La llegada del nuevo Hyundai I30 marca una nueva era para la marca, que será representada por el cambio en la nomenclatura de sus vehículos. A partir de este modelo, todos los vehículos del fabricante coreano que aparecerán en El Futuro pasarán a denominarse “i”, seguido por un número que se relacionará directamente con la categoría a la que corresponda.
Para este arranque se ha buscado un modelo realmente importante en la gama, puesto que se trata del retorno de la misma al competidísimo segmento C, en el que nunca Hyundai había tenido presencia, dado que las medidas del Accent lo posicionaban en la parte baja del segmento.
De ahí que el esfuerzo no se haya restringido a motivos estéticos o de equipamiento.
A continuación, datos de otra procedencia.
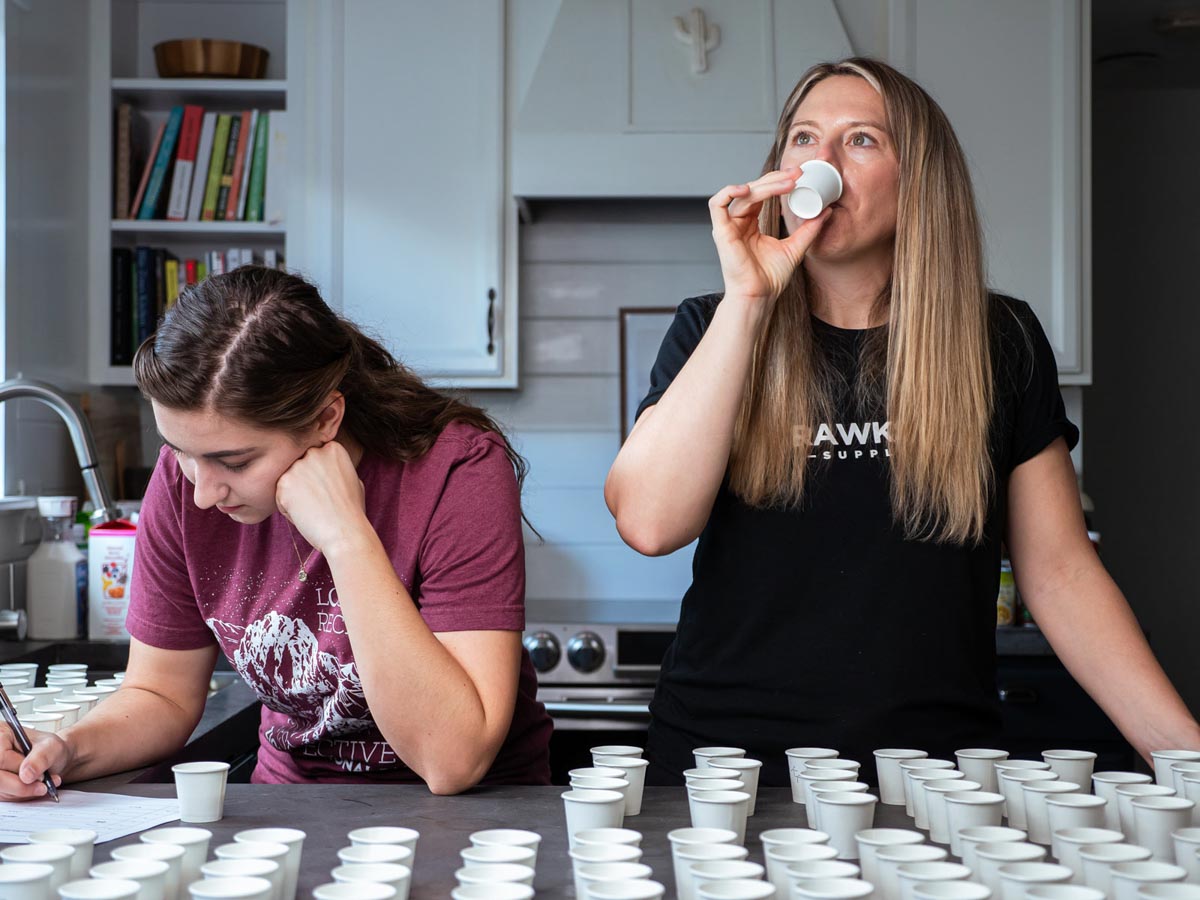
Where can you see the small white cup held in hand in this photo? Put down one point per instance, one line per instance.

Se trataba de crear una auténtico producto de primer nivel, por lo que se ha trabajado sin descanso hasta crear un coche completo, en el que tanto propulsores, como transmisiones, esquemas de suspensiones, diseño del bastidor y elementos de seguridad alcanzan un equilibrio que permite al I30 convertirse en un automóvil competitivo dentro de su segmento: un vehículo oriental con un diseño alemán, recordando la parte trasera al Serie1 de BMW.
Se ofrece con nada menos que hasta seis motores diferentes, tres en versiones de gasolina y tres diesel.
Los precios van desde los 15.000 euros de la versión base hasta los 23.000 euros del modelo 2.0 CRDI con el acabado Premium.